3. Das atmende Klarsein, Luigi Nono

«Questo pezzo ha una storia particolare nel mio percorso musicale. Durante il mio secondo anno di conservatorio andai con la mia classe a sentire Das atmende Klarsein in concerto. Ne uscii cambiato. Ricordo ancora la mia esperienza: stupore seguito da una profonda noia, seguito, a sua volta, da un rinnovato ascolto. La tensione incredibile costruita nel tempo mi forzò ad ascoltare in modo diverso. Dovevo focalizzarmi sui dettagli del suono, sul respiro, sulla vibrazione. Ne uscii sconvolto. Una lezione di composizione che mi ha segnato profondamente. Probabilmente più di tutte. Tutt’ora è uno dei pezzi che porterei su un’isola deserta».

4. Concerto per pianoforte e orchestra, Beat Furrer

«Quando Beat venne a Roma per una masterclass organizzata da Nuova Consonanza nel 2010 io ero un ventunenne al sesto anno di composizione e al terzo anno di filosofia. La mia vita era ancora instabile. Non avevo mai sentito né di Furrer, né della sua musica, ma decisi di partecipare. Mi documentai. Scoprii così dell’Università di Graz, di Beat, e della sua musica. Ascoltai su CD il suo Concerto per pianoforte e orchestra. L’ascolto mi sconvolse. Ricordo ancora di essere uscito e aver parlato di alcuni dettagli del pezzo con amici per almeno tre ore di fila. Non potevo togliermelo dalla mente. La lezione con lui mi aprì un mondo e imparai a sognare e immaginare mondi sonori inauditi. Quattro anni dopo andai a studiare a Graz e la mia vita cambiò: l’incontro con Beat è stato uno dei più significativi della mia vita di musicista».

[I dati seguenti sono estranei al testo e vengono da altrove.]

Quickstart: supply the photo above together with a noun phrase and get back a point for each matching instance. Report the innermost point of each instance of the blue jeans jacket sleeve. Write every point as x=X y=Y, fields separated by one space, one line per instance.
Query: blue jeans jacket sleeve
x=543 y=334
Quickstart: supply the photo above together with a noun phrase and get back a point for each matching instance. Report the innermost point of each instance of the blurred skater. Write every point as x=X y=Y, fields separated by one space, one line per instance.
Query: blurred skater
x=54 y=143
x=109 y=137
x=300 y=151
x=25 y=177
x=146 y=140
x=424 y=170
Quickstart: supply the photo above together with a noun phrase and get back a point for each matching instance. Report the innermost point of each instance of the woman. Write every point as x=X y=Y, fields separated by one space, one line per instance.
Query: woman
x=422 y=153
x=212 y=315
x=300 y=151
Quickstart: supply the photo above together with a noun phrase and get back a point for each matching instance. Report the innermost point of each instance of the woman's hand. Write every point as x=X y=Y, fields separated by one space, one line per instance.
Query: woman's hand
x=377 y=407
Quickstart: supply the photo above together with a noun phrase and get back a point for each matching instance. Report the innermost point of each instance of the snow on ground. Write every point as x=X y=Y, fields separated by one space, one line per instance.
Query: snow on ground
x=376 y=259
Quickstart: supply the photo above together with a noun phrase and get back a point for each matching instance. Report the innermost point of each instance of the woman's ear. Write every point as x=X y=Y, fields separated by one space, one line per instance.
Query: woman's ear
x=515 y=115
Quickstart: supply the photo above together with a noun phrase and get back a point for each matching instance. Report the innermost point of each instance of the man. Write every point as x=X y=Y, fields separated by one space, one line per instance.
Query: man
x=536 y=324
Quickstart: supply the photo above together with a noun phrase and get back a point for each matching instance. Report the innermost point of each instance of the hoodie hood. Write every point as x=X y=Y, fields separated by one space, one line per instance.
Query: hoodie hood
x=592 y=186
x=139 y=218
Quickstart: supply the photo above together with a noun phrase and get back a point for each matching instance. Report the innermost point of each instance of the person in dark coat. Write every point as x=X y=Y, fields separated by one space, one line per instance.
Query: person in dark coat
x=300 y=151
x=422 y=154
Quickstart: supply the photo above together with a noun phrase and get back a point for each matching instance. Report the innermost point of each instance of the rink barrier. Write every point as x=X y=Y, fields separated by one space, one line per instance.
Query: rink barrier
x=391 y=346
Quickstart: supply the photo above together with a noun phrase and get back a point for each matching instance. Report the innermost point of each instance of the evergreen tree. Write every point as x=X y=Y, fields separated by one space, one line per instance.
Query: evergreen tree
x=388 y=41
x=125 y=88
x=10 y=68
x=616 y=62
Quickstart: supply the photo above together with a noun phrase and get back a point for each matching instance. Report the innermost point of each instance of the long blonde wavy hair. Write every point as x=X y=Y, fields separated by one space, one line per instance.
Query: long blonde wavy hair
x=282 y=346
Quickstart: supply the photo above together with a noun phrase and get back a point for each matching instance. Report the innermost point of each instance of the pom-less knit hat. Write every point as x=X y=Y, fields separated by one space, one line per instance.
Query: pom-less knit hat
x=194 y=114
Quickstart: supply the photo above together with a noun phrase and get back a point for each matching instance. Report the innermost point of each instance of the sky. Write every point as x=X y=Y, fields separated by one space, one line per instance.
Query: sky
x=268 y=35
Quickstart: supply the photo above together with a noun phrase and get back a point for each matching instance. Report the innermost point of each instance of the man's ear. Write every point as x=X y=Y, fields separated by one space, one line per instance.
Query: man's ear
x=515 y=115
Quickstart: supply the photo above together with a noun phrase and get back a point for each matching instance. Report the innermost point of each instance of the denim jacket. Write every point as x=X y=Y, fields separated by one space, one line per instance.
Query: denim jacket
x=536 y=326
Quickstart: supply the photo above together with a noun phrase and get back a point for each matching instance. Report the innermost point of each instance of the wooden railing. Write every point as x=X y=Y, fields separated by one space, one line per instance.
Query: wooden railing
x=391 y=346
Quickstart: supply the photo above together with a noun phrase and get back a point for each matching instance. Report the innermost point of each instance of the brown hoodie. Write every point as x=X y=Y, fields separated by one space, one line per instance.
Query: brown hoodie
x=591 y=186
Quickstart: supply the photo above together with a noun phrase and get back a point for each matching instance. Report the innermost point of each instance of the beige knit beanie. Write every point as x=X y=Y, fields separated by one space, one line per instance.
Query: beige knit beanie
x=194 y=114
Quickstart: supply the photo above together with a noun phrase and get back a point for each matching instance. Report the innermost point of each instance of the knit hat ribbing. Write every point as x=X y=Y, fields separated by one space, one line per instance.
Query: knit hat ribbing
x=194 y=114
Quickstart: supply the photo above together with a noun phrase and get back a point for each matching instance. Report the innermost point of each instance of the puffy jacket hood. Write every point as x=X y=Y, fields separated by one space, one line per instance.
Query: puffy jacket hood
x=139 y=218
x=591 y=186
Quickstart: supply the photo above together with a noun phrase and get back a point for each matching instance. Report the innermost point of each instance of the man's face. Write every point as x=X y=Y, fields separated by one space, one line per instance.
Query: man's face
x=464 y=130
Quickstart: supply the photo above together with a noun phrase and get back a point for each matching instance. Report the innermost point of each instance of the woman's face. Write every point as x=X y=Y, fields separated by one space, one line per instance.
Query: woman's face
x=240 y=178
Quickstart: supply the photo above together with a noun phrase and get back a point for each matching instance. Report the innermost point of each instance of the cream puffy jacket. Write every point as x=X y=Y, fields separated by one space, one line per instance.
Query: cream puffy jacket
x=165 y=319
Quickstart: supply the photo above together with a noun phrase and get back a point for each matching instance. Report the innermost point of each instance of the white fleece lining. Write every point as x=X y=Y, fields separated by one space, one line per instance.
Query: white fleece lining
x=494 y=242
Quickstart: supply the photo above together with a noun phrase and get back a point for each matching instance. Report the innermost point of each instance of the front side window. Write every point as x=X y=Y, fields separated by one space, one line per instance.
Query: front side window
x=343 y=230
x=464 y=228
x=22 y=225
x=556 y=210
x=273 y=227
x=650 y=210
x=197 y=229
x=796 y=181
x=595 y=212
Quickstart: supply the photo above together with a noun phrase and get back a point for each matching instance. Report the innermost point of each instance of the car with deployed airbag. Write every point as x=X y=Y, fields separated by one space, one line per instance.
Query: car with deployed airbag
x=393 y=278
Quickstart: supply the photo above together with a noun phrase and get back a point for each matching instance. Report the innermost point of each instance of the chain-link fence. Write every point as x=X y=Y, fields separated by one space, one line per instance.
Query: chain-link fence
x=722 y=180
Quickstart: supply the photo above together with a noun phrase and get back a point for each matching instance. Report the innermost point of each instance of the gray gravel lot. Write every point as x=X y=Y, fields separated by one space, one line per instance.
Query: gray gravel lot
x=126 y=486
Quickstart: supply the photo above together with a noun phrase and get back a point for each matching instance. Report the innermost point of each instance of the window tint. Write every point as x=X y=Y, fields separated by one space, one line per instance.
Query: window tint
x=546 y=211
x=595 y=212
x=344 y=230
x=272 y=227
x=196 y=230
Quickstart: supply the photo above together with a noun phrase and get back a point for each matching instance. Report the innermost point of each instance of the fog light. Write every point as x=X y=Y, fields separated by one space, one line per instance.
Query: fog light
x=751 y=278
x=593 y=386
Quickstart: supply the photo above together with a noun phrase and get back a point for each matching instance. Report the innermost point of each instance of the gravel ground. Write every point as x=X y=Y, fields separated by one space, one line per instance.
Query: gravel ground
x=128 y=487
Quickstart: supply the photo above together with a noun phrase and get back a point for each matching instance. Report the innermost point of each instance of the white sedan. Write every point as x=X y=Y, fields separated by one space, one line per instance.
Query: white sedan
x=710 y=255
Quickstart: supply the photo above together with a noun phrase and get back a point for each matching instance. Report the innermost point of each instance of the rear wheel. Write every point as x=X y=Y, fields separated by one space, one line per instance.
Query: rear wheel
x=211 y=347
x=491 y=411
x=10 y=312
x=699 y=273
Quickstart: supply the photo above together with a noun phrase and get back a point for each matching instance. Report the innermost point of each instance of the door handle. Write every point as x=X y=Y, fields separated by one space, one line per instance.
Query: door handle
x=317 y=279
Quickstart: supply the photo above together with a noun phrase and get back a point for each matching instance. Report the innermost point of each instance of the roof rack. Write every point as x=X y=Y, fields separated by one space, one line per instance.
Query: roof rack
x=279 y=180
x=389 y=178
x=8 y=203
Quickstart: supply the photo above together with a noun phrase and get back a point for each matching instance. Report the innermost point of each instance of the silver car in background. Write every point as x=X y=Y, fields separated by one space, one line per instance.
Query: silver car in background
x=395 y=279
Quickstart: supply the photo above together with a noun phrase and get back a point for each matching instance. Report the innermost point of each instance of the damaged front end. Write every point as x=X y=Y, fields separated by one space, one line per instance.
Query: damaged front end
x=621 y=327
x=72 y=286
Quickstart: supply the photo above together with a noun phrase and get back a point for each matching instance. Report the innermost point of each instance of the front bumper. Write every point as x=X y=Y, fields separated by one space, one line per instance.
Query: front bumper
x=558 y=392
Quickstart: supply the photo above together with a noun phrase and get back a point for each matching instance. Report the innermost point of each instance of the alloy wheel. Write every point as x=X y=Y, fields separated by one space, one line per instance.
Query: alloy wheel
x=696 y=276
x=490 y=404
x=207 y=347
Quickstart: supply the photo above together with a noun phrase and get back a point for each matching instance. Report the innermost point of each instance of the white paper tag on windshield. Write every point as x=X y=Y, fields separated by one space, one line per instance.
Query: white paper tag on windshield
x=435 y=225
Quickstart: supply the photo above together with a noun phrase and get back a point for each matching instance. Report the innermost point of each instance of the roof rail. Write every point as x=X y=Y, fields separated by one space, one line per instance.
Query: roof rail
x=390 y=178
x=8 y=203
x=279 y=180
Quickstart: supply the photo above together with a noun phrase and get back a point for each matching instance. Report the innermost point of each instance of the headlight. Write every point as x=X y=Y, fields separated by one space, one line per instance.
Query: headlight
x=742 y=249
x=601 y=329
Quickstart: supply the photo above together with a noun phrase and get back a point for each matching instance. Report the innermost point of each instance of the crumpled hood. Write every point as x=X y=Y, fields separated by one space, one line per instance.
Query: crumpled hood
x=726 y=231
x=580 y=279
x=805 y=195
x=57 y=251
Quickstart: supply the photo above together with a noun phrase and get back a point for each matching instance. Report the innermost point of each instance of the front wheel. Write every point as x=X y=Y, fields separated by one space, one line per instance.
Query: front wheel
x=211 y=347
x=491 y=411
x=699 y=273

5. Concerto per violoncello op. 129, Robert Schumann

«Nell’esecuzione storica di Rostropovich e Bernstein. Non c’è bisogno di spiegazioni… Una musica che mi è stata vicina nei momenti difficili. Un rifugio che visito sempre quando necessario. Un Concerto la cui forma parla della vita stessa, e pulsa senza sosta».

6. Infinito nero, Salvatore Sciarrino

«Ascoltato per caso a 19 anni, mi ha segnato profondamente. Pezzo di estrema radicalità, mi ha aperto gli occhi e la mente sulla deformazione temporale e scenica che il suono può causare. Impossibile dimenticare il senso di claustrofobia che provai durante i primi 7 minuti del pezzo. Il primo intervento vocale fu come una freccia nelle mie orecchie. Un pezzo dalla potenza emotiva incredibile la cui principale materia è il silenzio».